Legenden aus Pappe zurück am Ring

Ein markanter Duft von Zweitakter-Auspuffgasen und das Räng-täng-täng aus 600 Kubikzentimern machten am Wochenende das Textil- und Rennsportmuseum zum Eldorado der Trabant-Rennsportszene.

Hohenstein-Ernstthal.

Es gibt sie noch, die einzig wahre Rennpappe, den schnellsten Trabi der DDR - Himmelblau, und bis auf das Rallyeoutfit sieht er fast wie jeder andere 26-PS-Serienflitzer aus, der im Zwickauer Trabant-Werk vom Band rollte. Doch der vom fünffachen DDR-Meister Klaus Schumann, heute 84 Jahre alt, holte satte 70 PS aus seinem Zweitakter. Und erst bei Tempo 180 war Ende der Fahnenstange.

Beim Rennpappentreffen im Textil- und Rennsportmuseum (TRM) krochen Besucher förmlich unter die Motorhauben der mehr als 40Duroplast-Renner, die es in allen Varianten zu sehen gab - als Rallye-Bolide, Rundstreckenflitzer, Formel-Auto oder in geländetauglicher Auto-Cross-Bauweise. Als die alten Strategen am Sonnabendmorgen anrückten, tummelt sich schon rund 200 Besucher im Museumshof und in der Antonstraße, wo der Großteil der Trabant-Karawane Stellung bezogen hatte. Immer umlagert: der Schumann-Trabant. Er ist heute im Besitz von Wolfgang Hirche aus Großkeyna. Der 68-Jährige kennt jedes Schräubchen am Meisterrenner. Er hatte ab 1969 in der Wartburg-Werkstatt von Klaus Schumann seine Lehre absolviert und war nach seinem Wehrdienst bei der NVA 1976 als Schrauber im Schumanns Rennteam eingestiegen und hat jedes Rennen bis zum Ende im Jahr 1989 miterlebt. Zwischendurch wechselte die Pappe mal den Besitzer, doch Hirche schnappte sie sich und baute sie liebevoll wieder auf.

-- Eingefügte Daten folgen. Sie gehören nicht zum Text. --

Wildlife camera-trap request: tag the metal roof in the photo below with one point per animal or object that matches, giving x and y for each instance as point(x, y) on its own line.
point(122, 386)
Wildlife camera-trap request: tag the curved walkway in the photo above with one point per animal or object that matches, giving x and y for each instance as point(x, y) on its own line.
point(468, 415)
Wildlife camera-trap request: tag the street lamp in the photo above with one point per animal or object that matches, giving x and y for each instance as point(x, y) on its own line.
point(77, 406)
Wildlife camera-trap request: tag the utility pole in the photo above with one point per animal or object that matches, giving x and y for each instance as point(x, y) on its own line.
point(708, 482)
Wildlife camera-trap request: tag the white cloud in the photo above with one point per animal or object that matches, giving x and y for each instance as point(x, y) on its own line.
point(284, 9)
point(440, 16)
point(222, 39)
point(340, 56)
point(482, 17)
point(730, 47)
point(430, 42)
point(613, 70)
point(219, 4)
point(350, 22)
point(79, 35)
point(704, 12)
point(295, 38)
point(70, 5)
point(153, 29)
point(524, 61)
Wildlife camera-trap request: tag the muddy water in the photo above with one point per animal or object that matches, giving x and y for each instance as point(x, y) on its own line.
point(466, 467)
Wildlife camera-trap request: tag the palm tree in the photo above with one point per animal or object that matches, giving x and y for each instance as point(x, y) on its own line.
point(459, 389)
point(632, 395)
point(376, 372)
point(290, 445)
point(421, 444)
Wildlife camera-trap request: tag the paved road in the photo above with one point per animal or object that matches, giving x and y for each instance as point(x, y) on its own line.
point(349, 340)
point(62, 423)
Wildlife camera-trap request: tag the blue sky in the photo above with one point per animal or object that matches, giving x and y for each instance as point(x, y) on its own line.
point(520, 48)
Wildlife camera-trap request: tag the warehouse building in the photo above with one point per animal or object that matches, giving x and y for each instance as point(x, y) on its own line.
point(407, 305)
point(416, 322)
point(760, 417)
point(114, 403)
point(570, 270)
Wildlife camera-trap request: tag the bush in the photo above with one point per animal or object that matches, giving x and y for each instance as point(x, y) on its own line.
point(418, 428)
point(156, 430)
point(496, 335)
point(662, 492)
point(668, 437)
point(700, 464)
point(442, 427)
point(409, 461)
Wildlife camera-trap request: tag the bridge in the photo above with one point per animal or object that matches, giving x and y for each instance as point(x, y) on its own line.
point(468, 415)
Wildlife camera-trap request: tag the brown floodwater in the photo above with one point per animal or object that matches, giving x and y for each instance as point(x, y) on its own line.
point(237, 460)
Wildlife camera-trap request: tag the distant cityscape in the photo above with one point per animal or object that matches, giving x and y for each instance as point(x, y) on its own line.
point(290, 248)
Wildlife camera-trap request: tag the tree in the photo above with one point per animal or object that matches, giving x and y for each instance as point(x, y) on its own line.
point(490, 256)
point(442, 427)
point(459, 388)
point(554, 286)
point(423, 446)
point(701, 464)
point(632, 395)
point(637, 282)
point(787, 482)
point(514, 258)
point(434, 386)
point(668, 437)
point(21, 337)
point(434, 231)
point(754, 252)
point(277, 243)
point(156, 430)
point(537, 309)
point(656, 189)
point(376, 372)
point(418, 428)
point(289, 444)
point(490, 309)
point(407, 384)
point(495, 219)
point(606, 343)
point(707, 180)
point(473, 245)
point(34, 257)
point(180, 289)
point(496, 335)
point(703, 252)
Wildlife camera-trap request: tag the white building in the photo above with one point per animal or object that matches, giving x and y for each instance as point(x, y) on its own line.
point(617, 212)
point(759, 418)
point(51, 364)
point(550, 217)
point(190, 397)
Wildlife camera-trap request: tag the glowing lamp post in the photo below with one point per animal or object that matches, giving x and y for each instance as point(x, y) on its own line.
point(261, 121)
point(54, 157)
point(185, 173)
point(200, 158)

Rund 100 Besucher erlebten bei Kaiserwetter auf dem Museumshof die erste Talkrunde mit den alten Strategen mit. Unter den mehr als zehn Gesprächspartnern war Hans-Dieter Kessler, einer der besten Tourenwagenfahrer in DDR-Zeiten. Auch Manfred Glöckner, genannt "Glocke", der vor allem im MT 77 auf dem Sachsenring einiges gerissen hat. Ebenso Buchautor Hendrik Medrow, der die Szene von damals brillant aufgearbeitet hat. Moderiert wurde das Ganze von der einstigen Stimme des Sachsenringes Lutz Weidlich, den die DDR-Gewaltigen aus der Funktion des Streckensprechers gekickt hatten, nachdem er beim Weltmeisterschaftslauf 1971 am Sachsenring den westdeutschen Sieger Dieter Braun allzu euphorisch in seinem Kommentar gefeiert hat. "Ich bin dann eben einfach selbst Rennen gefahren", erzählt der Mann mit der markanten Stimme, der vor allem seinem Gesprächspartner Stromhard Kraft immer Fairness im Rennen bescheinigte. Kraft gilt als das wandelnde DDR-Trabant-Rennsportlexikon. Aus ihm sprudelten die Anekdoten nur so hervor. Der Mann mit viel Benzin im Blut hat nicht nur gute Erinnerungen an den Sachsenring. Nach seinem Unfall am 16. Juli 1967 auf dem Sachsenring lag er mit 13 Knochenbrüchen neun Monate im Lichtensteiner Krankenhaus. Die Rennszene war damals noch ganz anders. "Man half sich gegenseitig mit Motoren und Getrieben aus, nutzte die Prüfstände der anderen. Das war eine eingeschworene Truppe. Wir hatten viel Spaß", sagte er.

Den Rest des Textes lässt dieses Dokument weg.